RenderWorld: World Model with Self-Supervised 3D Label

Ziyang Yan,Wenzhen Dong,Yihua Shao,Yuhang Lu,Liu Haiyang,Jingwen Liu,Haozhe Wang,Zhe Wang,Yan Wang,Fabio Remondino,Yuexin Ma
2024-09-18
Abstract:End-to-end autonomous driving with vision-only is not only more cost-effective compared to LiDAR-vision fusion but also more reliable than traditional methods. To achieve a economical and robust purely visual autonomous driving system, we propose RenderWorld, a vision-only end-to-end autonomous driving framework, which generates 3D occupancy labels using a self-supervised gaussian-based Img2Occ Module, then encodes the labels by AM-VAE, and uses world model for forecasting and planning. RenderWorld employs Gaussian Splatting to represent 3D scenes and render 2D images greatly improves segmentation accuracy and reduces GPU memory consumption compared with NeRF-based methods.

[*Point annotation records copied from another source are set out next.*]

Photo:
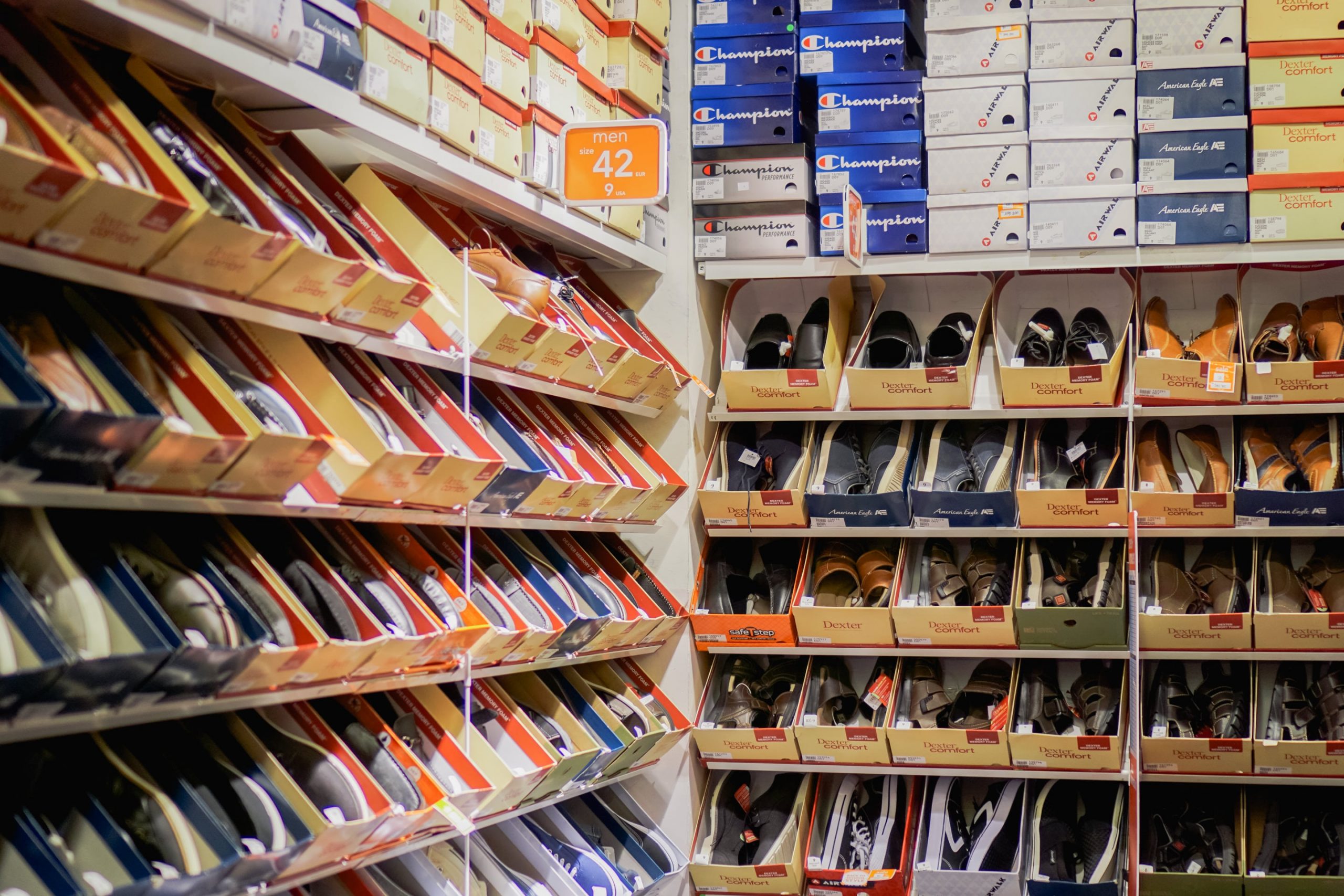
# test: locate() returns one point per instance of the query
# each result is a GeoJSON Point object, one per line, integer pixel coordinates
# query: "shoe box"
{"type": "Point", "coordinates": [1193, 297]}
{"type": "Point", "coordinates": [1019, 296]}
{"type": "Point", "coordinates": [924, 299]}
{"type": "Point", "coordinates": [1304, 381]}
{"type": "Point", "coordinates": [1164, 750]}
{"type": "Point", "coordinates": [899, 823]}
{"type": "Point", "coordinates": [1074, 750]}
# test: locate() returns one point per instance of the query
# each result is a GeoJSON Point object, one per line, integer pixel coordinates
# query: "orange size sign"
{"type": "Point", "coordinates": [613, 163]}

By applying AM-VAE to encode air and non-air separately, RenderWorld achieves more fine-grained scene element representation, leading to state-of-the-art performance in both 4D occupancy forecasting and motion planning from autoregressive world model.
Computer Vision and Pattern Recognition,Artificial Intelligence
What problem does this paper attempt to address?

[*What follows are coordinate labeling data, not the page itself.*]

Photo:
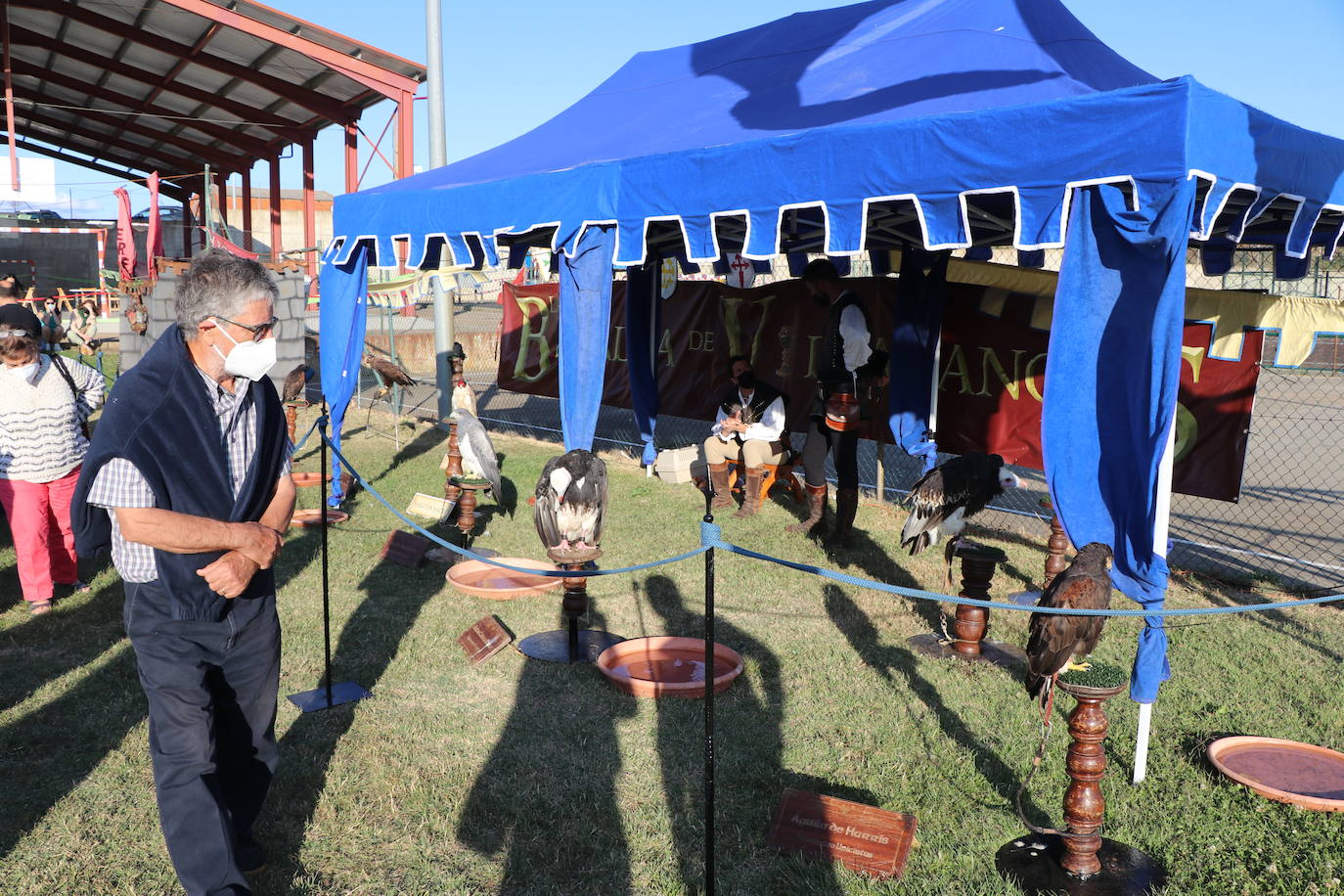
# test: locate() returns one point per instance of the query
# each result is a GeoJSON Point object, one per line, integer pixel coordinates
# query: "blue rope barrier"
{"type": "Point", "coordinates": [554, 574]}
{"type": "Point", "coordinates": [304, 441]}
{"type": "Point", "coordinates": [710, 538]}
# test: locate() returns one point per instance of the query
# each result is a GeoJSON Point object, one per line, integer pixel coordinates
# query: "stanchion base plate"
{"type": "Point", "coordinates": [994, 651]}
{"type": "Point", "coordinates": [554, 647]}
{"type": "Point", "coordinates": [316, 698]}
{"type": "Point", "coordinates": [1032, 863]}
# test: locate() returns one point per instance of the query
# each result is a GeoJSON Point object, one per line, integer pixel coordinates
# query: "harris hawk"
{"type": "Point", "coordinates": [946, 496]}
{"type": "Point", "coordinates": [1055, 640]}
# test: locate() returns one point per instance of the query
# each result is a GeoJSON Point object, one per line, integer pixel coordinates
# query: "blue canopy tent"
{"type": "Point", "coordinates": [934, 124]}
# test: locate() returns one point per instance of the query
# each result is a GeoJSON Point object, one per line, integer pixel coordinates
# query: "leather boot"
{"type": "Point", "coordinates": [847, 504]}
{"type": "Point", "coordinates": [719, 482]}
{"type": "Point", "coordinates": [751, 500]}
{"type": "Point", "coordinates": [816, 511]}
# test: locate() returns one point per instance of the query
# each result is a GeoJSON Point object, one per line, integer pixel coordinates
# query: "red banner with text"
{"type": "Point", "coordinates": [991, 370]}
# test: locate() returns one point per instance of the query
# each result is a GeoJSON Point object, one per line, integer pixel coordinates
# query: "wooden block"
{"type": "Point", "coordinates": [863, 838]}
{"type": "Point", "coordinates": [405, 548]}
{"type": "Point", "coordinates": [484, 640]}
{"type": "Point", "coordinates": [428, 507]}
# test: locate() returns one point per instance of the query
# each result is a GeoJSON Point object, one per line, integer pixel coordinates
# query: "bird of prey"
{"type": "Point", "coordinates": [477, 452]}
{"type": "Point", "coordinates": [946, 496]}
{"type": "Point", "coordinates": [464, 396]}
{"type": "Point", "coordinates": [1055, 640]}
{"type": "Point", "coordinates": [571, 501]}
{"type": "Point", "coordinates": [388, 374]}
{"type": "Point", "coordinates": [295, 381]}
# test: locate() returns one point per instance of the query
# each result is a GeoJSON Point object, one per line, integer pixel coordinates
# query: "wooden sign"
{"type": "Point", "coordinates": [484, 640]}
{"type": "Point", "coordinates": [863, 838]}
{"type": "Point", "coordinates": [405, 548]}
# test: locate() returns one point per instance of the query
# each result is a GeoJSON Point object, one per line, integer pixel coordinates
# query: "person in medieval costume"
{"type": "Point", "coordinates": [747, 427]}
{"type": "Point", "coordinates": [844, 363]}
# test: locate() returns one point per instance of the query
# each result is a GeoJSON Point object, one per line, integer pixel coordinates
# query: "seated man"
{"type": "Point", "coordinates": [750, 422]}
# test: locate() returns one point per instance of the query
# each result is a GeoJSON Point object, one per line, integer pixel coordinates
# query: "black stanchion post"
{"type": "Point", "coordinates": [328, 694]}
{"type": "Point", "coordinates": [708, 707]}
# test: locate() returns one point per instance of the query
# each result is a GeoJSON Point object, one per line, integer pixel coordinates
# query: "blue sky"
{"type": "Point", "coordinates": [513, 66]}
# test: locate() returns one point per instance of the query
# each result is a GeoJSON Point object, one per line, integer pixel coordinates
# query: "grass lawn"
{"type": "Point", "coordinates": [534, 778]}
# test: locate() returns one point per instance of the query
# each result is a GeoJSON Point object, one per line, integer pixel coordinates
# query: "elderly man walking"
{"type": "Point", "coordinates": [187, 481]}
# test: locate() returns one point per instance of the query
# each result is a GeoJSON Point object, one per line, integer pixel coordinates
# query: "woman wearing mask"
{"type": "Point", "coordinates": [45, 402]}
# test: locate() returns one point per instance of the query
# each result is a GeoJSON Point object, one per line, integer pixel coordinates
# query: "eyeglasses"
{"type": "Point", "coordinates": [255, 330]}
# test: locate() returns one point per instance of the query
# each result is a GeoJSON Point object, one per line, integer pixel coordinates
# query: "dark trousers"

The main problem this paper attempts to address is the perception, prediction, and planning issues in pure vision-based autonomous driving systems. Specifically, the authors propose an end-to-end autonomous driving framework called RenderWorld, which aims to enhance system performance through the following points: 1. **Pure Vision Perception**: Compared to traditional LiDAR and vision fusion methods, pure vision methods are not only more cost-effective but also more reliable. RenderWorld achieves pure vision perception by generating 3D occupancy labels through a self-supervised Gaussian-based Img2Occ module. 2. **High-Precision 3D Scene Representation**: RenderWorld uses Gaussian Splatting technology to represent 3D scenes and render 2D images, significantly improving segmentation accuracy while reducing GPU memory consumption. 3. **Fine-Grained Scene Element Representation**: By introducing the Air Mask Variational Autoencoder (AM-V AE), RenderWorld can separately encode air and non-air voxels, achieving finer-grained scene element representation and enhancing the performance of 4D occupancy prediction and motion planning. 4. **Efficient 4D Occupancy Prediction and Motion Planning**: RenderWorld utilizes a world model for future scene prediction and vehicle decision-making. It generates high-dimensional scene tokens in a self-supervised manner, achieving accurate autoregressive prediction and vehicle path planning. In summary, RenderWorld aims to enhance the perception, prediction, and planning capabilities of autonomous driving systems through pure vision input, combined with efficient 3D scene representation and fine-grained scene element encoding.